Oct 31, 2011


Contemporary Textiles, Book Cover

Contemporary Textiles is a diverse assortment of over fifty profiles for some of the most innovative fiber artists working in contemporary art.  The book begins with a foreword by Jann Haworth, a note from the editor, Nadine Monem, a section titled, Textiles at the Cutting Edge by Bradley Quinn, another section titled, The Art of Fabric by Janis Jefferies, followed by artist profiles categorized under drawings, paintings, sculptures, and space. The book is perfect for prospective contemporary artists looking for inspiration, or those seeking more knowledge on the subject and history.

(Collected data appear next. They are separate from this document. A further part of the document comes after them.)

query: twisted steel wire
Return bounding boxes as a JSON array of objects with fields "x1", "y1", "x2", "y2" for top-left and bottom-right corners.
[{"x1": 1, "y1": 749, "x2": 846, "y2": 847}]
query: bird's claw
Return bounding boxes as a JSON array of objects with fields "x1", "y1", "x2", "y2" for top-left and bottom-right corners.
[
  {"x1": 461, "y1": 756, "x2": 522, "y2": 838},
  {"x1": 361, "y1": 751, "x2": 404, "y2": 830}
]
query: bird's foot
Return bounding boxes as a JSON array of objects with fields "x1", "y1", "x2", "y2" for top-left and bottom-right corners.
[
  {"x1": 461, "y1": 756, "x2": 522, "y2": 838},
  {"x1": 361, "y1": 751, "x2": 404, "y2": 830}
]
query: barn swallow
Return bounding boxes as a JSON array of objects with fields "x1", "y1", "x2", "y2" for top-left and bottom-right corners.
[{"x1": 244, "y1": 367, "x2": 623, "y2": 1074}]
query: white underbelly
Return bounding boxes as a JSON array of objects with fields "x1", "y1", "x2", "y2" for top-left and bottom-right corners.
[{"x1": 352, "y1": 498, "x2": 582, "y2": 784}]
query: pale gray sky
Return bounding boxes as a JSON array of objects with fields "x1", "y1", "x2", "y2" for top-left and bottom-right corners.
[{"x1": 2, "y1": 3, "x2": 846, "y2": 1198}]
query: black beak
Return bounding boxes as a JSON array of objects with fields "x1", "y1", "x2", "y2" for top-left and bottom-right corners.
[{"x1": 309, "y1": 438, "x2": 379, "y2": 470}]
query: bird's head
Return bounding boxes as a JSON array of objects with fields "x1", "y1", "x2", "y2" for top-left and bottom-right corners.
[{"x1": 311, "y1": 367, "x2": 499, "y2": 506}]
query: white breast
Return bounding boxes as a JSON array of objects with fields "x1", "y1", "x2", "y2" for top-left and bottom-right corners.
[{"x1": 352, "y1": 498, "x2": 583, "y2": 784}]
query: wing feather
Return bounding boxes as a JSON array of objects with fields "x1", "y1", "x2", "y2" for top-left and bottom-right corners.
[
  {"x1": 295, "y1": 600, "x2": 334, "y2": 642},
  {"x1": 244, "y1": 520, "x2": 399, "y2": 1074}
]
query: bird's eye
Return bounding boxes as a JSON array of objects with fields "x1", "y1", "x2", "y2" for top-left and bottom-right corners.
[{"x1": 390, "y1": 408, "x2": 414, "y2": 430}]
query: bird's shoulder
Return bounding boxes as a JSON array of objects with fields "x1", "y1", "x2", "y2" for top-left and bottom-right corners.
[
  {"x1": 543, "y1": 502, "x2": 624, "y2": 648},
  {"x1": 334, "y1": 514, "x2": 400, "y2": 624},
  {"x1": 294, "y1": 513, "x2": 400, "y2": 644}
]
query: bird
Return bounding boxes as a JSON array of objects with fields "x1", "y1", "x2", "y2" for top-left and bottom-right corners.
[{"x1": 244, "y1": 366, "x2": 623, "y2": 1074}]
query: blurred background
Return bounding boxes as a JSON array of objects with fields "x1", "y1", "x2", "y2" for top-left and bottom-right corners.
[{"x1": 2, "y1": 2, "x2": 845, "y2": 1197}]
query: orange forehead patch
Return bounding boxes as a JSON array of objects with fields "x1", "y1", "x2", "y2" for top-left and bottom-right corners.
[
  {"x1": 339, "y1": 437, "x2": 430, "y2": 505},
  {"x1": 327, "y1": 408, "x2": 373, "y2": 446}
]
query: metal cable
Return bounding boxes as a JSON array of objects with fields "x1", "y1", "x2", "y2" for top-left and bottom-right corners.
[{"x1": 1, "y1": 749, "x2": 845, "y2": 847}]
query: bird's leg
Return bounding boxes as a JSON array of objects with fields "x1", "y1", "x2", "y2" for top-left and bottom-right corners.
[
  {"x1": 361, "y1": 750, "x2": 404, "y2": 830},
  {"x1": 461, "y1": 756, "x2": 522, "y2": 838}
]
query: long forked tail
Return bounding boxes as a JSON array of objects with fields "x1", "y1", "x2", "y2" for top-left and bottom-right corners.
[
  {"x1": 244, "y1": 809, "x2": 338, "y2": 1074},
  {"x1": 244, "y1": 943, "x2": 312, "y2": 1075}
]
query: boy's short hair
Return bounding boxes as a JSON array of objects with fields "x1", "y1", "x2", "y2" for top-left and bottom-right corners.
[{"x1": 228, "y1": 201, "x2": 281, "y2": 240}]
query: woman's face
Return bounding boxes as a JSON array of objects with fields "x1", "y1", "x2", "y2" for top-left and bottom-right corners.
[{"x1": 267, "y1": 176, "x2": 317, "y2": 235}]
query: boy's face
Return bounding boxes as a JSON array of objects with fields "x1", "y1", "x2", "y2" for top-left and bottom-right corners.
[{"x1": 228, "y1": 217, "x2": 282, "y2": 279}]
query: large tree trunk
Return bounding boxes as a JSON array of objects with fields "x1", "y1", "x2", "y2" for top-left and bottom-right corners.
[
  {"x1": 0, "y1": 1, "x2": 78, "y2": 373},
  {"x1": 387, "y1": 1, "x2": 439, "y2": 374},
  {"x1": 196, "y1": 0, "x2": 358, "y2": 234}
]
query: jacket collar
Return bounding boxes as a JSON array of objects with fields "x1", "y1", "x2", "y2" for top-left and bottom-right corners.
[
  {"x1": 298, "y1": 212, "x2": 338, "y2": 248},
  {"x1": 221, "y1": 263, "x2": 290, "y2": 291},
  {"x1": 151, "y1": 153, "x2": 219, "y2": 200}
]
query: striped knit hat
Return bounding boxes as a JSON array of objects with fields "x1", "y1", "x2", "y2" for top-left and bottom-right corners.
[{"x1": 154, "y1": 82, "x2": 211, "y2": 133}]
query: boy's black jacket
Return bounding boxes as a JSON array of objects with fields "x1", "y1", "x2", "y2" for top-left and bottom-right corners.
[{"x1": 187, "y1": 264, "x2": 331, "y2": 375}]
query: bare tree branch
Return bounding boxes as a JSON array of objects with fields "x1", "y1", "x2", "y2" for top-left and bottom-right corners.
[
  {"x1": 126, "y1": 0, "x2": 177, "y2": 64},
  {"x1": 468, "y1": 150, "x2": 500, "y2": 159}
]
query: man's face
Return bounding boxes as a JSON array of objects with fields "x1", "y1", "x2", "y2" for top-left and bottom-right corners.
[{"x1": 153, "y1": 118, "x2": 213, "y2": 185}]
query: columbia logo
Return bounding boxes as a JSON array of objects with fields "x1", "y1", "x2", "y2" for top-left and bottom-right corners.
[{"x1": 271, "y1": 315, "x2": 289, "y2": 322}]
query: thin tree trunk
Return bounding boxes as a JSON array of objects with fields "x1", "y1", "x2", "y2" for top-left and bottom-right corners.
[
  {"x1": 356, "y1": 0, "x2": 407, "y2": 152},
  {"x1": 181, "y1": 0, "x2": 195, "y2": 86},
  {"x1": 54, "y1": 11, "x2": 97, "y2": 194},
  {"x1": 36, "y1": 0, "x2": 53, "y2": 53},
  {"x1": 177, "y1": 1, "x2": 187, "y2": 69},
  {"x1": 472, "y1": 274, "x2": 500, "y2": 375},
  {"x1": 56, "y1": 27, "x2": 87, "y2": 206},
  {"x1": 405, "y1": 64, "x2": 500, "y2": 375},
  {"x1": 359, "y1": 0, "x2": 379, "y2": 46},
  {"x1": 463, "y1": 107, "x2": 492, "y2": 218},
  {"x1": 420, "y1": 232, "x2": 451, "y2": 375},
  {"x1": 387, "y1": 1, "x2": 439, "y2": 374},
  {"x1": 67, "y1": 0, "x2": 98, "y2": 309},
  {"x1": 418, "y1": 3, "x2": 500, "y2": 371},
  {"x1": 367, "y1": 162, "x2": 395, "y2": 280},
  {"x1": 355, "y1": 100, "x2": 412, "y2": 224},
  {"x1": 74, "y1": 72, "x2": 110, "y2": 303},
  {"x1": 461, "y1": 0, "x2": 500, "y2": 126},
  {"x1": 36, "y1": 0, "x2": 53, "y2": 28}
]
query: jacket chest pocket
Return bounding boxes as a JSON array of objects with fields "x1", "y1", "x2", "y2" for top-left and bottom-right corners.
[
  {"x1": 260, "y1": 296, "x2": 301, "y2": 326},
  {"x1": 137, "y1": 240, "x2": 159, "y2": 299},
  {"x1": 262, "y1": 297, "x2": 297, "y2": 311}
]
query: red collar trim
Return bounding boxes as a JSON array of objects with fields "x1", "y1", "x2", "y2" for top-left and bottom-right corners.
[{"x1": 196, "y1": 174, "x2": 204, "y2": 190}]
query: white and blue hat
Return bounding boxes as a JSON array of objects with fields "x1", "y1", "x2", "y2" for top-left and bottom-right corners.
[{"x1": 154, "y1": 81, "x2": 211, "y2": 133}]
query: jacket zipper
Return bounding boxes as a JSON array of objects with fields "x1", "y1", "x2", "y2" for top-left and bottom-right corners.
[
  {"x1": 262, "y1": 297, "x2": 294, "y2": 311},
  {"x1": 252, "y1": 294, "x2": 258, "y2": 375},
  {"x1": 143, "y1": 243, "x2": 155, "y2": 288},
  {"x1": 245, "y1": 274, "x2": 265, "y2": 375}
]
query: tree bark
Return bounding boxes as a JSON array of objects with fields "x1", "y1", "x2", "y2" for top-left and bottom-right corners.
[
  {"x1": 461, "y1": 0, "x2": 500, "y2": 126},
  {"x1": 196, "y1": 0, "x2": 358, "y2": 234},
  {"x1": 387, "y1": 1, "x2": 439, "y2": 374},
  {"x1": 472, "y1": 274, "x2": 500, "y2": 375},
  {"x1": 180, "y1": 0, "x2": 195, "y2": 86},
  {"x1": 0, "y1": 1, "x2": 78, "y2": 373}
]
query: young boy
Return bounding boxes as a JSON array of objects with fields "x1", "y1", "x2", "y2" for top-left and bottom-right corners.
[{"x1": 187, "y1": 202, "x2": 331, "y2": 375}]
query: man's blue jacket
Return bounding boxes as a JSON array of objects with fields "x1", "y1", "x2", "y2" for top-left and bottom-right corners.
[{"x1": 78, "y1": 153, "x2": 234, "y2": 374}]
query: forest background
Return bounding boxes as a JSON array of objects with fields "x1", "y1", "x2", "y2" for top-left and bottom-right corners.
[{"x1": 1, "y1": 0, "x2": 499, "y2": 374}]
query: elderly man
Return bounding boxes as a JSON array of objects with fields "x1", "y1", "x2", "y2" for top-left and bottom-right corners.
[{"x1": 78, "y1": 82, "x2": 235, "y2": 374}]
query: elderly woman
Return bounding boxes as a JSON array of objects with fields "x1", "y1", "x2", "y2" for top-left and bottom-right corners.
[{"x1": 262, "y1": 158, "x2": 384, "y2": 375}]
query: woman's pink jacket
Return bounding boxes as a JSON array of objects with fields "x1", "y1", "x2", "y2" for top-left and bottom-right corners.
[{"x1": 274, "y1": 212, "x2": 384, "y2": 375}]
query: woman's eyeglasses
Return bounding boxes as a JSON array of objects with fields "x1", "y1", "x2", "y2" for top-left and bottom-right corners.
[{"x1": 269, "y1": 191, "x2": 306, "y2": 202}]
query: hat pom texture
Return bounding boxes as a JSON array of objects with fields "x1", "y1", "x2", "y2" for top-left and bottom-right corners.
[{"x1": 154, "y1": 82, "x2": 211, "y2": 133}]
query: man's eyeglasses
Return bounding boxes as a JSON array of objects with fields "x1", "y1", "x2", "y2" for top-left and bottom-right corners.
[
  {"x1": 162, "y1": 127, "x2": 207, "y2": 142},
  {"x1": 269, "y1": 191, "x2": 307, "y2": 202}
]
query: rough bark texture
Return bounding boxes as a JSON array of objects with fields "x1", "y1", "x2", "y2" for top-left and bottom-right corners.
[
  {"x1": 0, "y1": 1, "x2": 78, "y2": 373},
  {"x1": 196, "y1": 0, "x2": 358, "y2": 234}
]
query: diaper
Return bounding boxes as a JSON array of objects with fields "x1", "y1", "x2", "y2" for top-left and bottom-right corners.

“Everything is the stuff of art.”  A strong quote by Tony Caro in Jann Haworth’s foreword.   Haworth, who has been working in the arts for nearly fifty years, (and is also featured in the book as a renown sculpture artist) writes about some of the issues she faced working as a female artist with what was considered a traditional feminine medium in a male dominated art world.  
The nature of the truly creative is rebellion—against what has been, against habit, the norm, our stamina and the limitation of the ‘known'.  Art is a quest... It is a path into the unknown.  You are about to embark. 
In Textiles at the Cutting Edge, by Bradley Quinn, Quinn writes about fiber artists reclaiming contemporary art as their own.  The artworks became edgier as they merge old techniques and contemporary ideals to form the message that fiber art can be a powerful medium.  Quinn continues this first section by writing a little more about fiber artists that aren’t featured as well as the some of the featured artists that are later shown in the book.  (One of these artists, both featured in Bradley Quinn’s section and in the featured artist profiles is Janet Echelman, an internationally renowned artist, who was invited by the former fibers professor, Jean Laman, to give an artist lecture at Texas State in 2010.)
Following Bradley Quinn, is Janis Jefferies's section titled, Contemporary Textiles: The Art Fabric.  Jefferies begins with a history of a few modern artists that made way for contemporary arts today, followed by the ever-popular subject of what makes a fiber artist, and why fiber art is not exclusively a woman’s craft.  I found Jefferies to be a little chaotic in her writing.  There are important terms and histories about modern fiber art that she discusses, but Jefferies seems to insert her opinion sporadically when touching on a controversial subject.  For example, Jefferies writes a page about Clement Greenberg’s strict definitions of what is kitsch and avant-garde; specifically his outlook on decorative art being tied to mass culture, or wallpaper.  What makes her a chaotic writer, is the random quotes that she pulls from Clement Greenberg to prove her point.  Unfortunately, her point was unclear in a few areas because of the one-word quotes taken from Greenberg.  In the final part of Jefferies's section, she sends a positive message to artists as she writes about contemporary art being the art of technology.  
...we live in exciting times, full of new material possibilities and technological innovation.  Textiles are at the very vanguard of contemporary art practices and social change today.  They are now seen as the material culture of the future, with the potential to transform the way we think, live and behave in an ever-increasing networked culture..
The final portion of the book is artist profiles that are organized thematically such as, drawings, paintings, sculpture and space.  This section makes a point to highlight reputable artists of both sexes from across the world. 
I enjoyed reading this book immensely.  The attitude of the book as a whole seems to take on a defensive one, but with good reason.  Contemporary fiber art books are still filed under the “crafts and hobbies” section at book stores.  The attitude of the book mirrors many fiber artists who have dealt with derogatory remarks about the art being a "woman’s craft".
Contemporary Textiles primarily targets contemporary artists, which is both a positive and negative aspect.  The two sections before the artist profiles written by Quinn and Jefferies require comprehension of the arts and art history.  While this might intrigue an artist or art student, it might drive away someone who has an interest in the subject, but doesn’t have a comprehensive understanding of the arts.